I seem to do alot of sighing lately! Ive done a lot of that today.
Ive had a good day, my friend Joe rang me this morning. It was him I went to last week after my Doctor vist as Joe lives right opposite the Doctors! Very convenient for tea and chat!
He said that he wanted to take me out to cheer me up. So off we went to our brand spanking new Asda, opened today! I thought it was going to be chaos and I thought I wouldnt be able to hack it but it was really good. We found a parking spot and we got round the shop not too bad, although it was very very busy. I did feel a bit flustered sometimes and anxious but I was ok. We finished our shopping at 12.00 so Joe suggested we went out to lunch. He treated me :0) (Huge smiley face). It was lovely as we could have a really good chat. It helped me such a lot. Joe is such a good friend always there when you need him.

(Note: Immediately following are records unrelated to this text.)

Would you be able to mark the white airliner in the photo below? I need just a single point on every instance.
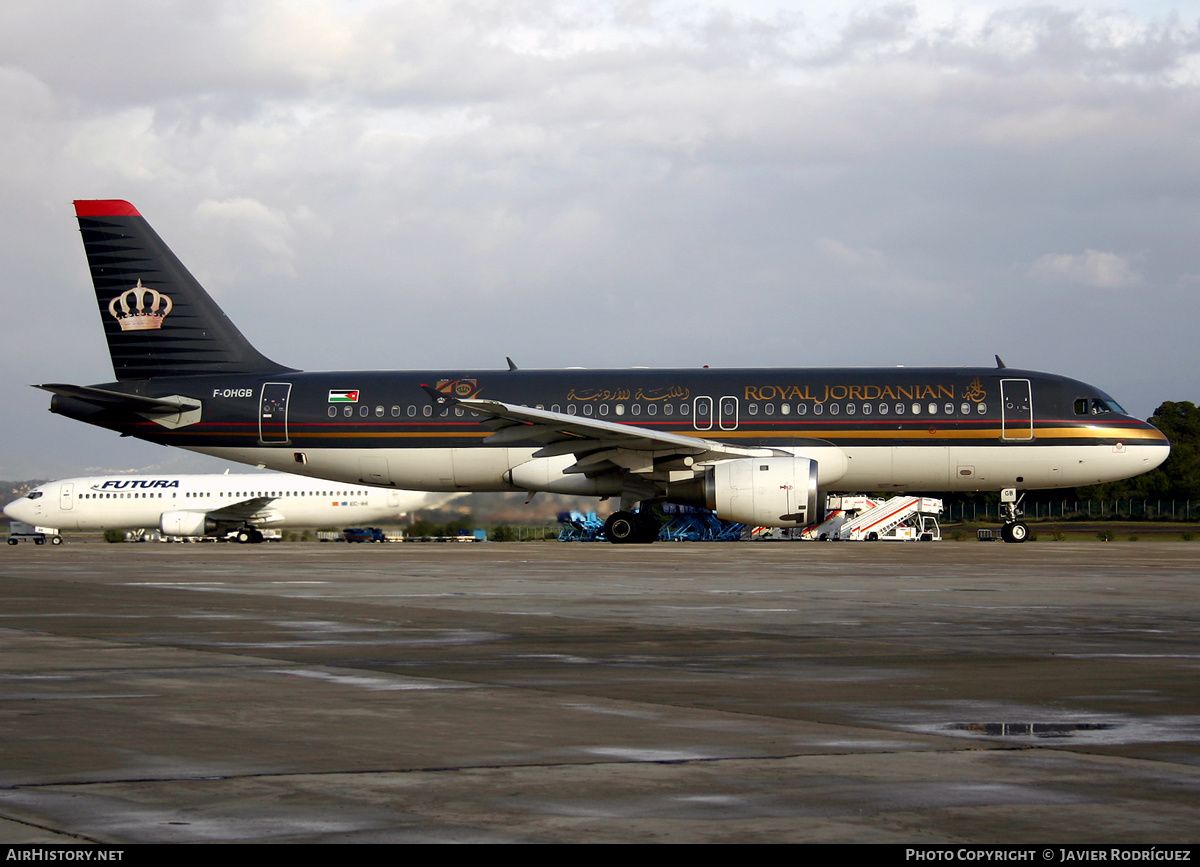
(208, 504)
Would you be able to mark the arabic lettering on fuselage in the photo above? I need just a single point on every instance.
(664, 393)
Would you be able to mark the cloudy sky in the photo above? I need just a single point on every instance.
(444, 183)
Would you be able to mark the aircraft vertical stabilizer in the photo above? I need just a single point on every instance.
(157, 318)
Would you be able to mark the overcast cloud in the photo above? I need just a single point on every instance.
(442, 184)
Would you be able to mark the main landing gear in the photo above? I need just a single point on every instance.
(631, 527)
(1011, 510)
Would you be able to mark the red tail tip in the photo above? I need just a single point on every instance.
(105, 207)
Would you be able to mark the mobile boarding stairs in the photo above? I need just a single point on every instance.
(868, 519)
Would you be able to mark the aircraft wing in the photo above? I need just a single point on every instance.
(600, 447)
(249, 510)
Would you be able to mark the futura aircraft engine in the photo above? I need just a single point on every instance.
(181, 522)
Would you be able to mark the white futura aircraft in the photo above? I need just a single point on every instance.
(205, 504)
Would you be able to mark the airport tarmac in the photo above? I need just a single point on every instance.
(549, 692)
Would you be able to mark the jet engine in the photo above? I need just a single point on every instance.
(186, 524)
(763, 491)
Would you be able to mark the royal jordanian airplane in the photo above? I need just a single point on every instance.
(211, 504)
(756, 446)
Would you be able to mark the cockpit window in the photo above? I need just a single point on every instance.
(1097, 406)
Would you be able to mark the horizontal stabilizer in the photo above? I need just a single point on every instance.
(119, 400)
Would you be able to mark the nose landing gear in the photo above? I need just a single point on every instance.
(1011, 510)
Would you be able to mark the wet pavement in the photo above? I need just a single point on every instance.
(547, 692)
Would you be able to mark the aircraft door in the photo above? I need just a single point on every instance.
(1017, 410)
(727, 412)
(273, 412)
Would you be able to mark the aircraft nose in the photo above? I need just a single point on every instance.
(21, 510)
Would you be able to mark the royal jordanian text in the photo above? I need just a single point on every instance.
(1050, 855)
(849, 393)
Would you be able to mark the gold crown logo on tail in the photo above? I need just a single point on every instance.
(142, 309)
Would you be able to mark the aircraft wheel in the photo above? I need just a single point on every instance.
(622, 527)
(1017, 532)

I got home about one and then at 2.30 my friend from work, Jane, came to take me into town so I could bank a cheque. We had coffee in Costa :0)!!! Even bigger smiley face!! I had a lovely Latte and a lovely Lemon cupcake. We chatted and I felt better. She said work were ok about me being off. Everyone understands.
I feel very apprehensive about going to the Doctors tomorrow. Quite scared in a way. I don't want her to say Ive got to go back to work. Im not ready yet. Im not strong enough. Things make me want to cry, Im nervous. Im not very strong at the moment.
The thing is I feel that there is nothing wrong with me. Ive been out, Ive chatted, Ive laughed, I have to get on with stuff, housework, kids so why shouldnt I go back to work?
Thank you all for your comments, its so lovely to be welcomed back. I abandoned you for so long and yet your all here to welcome me and comfort me with your kinds words. Thank you.